La confessione religiosa è volutamente sottolineata, per evidenziarne anche l’approccio molto differente alla questione sessuale: Harold come ebreo non soffre per la propria omosessualità, tutt’al più appare immalinconito dall’età che avanza e dalla pria mancata avvenenza fisica; Michael come contraltare è lacerato dalla propria natura, per quanto si sforzi di dimostrarsi brillante e a proprio agio. Saranno le omofobe parole di Alan contro Emory, a destabilizzarlo tanto da spingerlo a rompere il proposito di non bere alcolici, consapevole dell’effetto disastroso che la sbornia ha su di lui.
The boys in the band si distingue come opera per argutezza ed intelligenza, nel modo in cui affronta i temi trattati e nella costruzione dei personaggi.
L’adattamento italiano, curato da Costantino Della Gherardesca e diretto da Giorgio Bozzo spicca per la sua gradevolezza e per la fedeltà al testo originario, con un evidente riferimento visivo anche all’omonimo film di William Friedik, il regista de L’esorcista, diretto nel 1970 nella fisicità dei personaggi e nei loro look.
Ottime scenografie e luci, brani musicali assolutamente adatti, una buona regia che sa sfruttare i tempi del testo e che mostra grande amore verso esso.
A impreziosire lo spettacolo un buon cast: Paolo Garghentino è un ottimo Harold, misurato e magnetico al contempo, in grado di comunicare al pubblico tutto il fascino del suo enigmatico personaggio, Angelo Di Figlia infonde alla checca sfranta Emory una divertente umanità, calandosi con naturalezza nei panni sfaccettati del personaggio e particolarmente affiatato- come prevede il testo- con Alberto Malanchino- Bernard- . Samuele Cavallo recita il ruolo di Aaln McCarty con eleganza e convinzione.
Francesco Aricò, al contrario, interpreta in maniera poco incisiva Michael; pur avendo un’ottima mimica, stenta a portar in scena le sfumature del suo personaggio, a causa di un tono vocale monocorde e lievemente didascalico, quasi fosse ancora impegnato in una sorta di prova dello spettacolo stesso.
Si badi, Aricò non è un pessimo interprete, tuttavia non pare, perlomeno nella messa in scena di ieri sera, aver trovato la giusta chiave interpretativa di Michael, per restituirne la complessità caratteriale ed il mutamento umorale nell’arco della messa in scena.
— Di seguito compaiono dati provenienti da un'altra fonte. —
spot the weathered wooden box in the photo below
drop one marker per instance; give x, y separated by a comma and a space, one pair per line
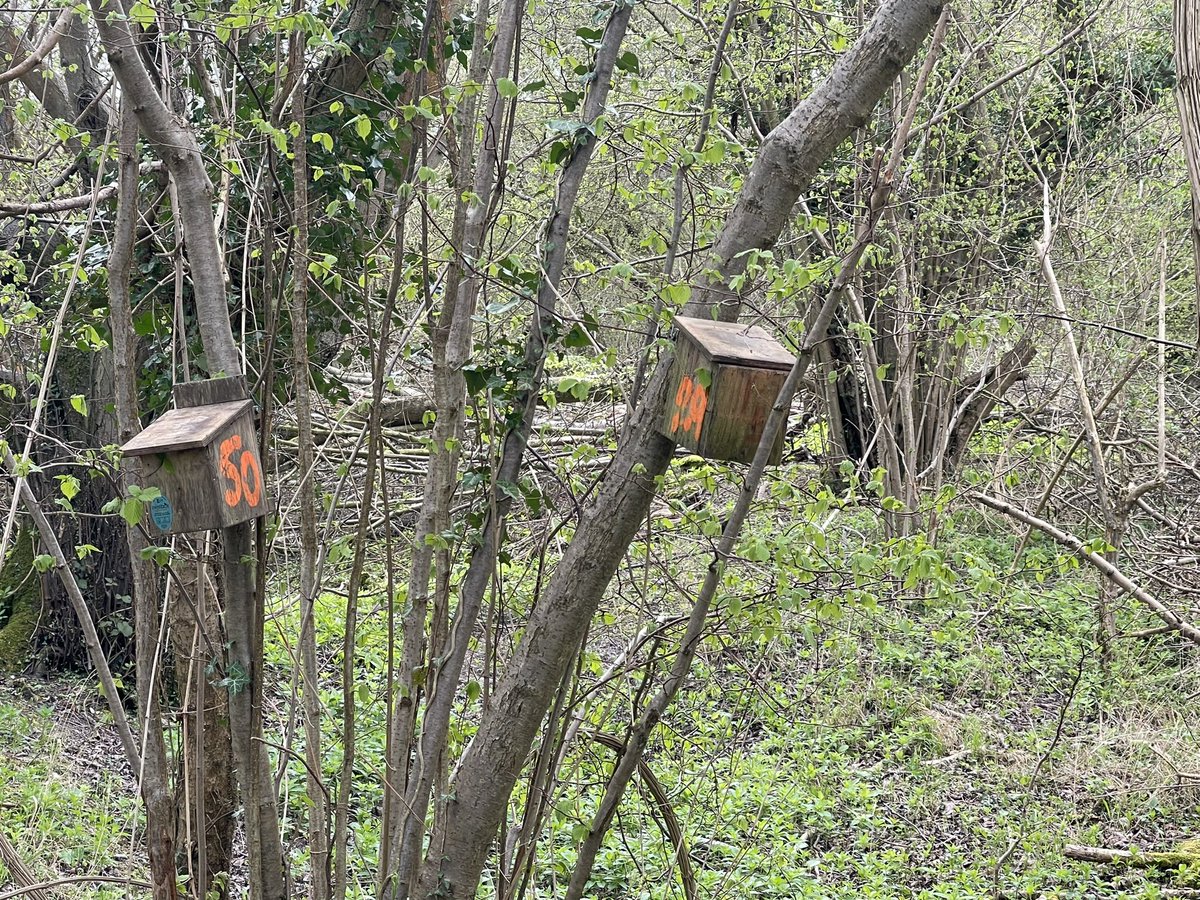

Solo nella parte finale, si dimostra convincente e contribuisce a regalare alla sala un ottimo finale.
The boys in the band è stato un atto di estremo coraggio da parte del suo autore, Matt Crowley, ed una pietra miliare del Teatro per gli argomenti trattati, in un momento storico in cui erano considerati un imbarazzante tabù per la società statunitense, e non solo.
Giorgio Bozzo ed il cast omaggiano il drammaturgo con un adattamento appassionato e piacevolissimo, in scena sino a domenica 1 maggio presso il Sala Umberto.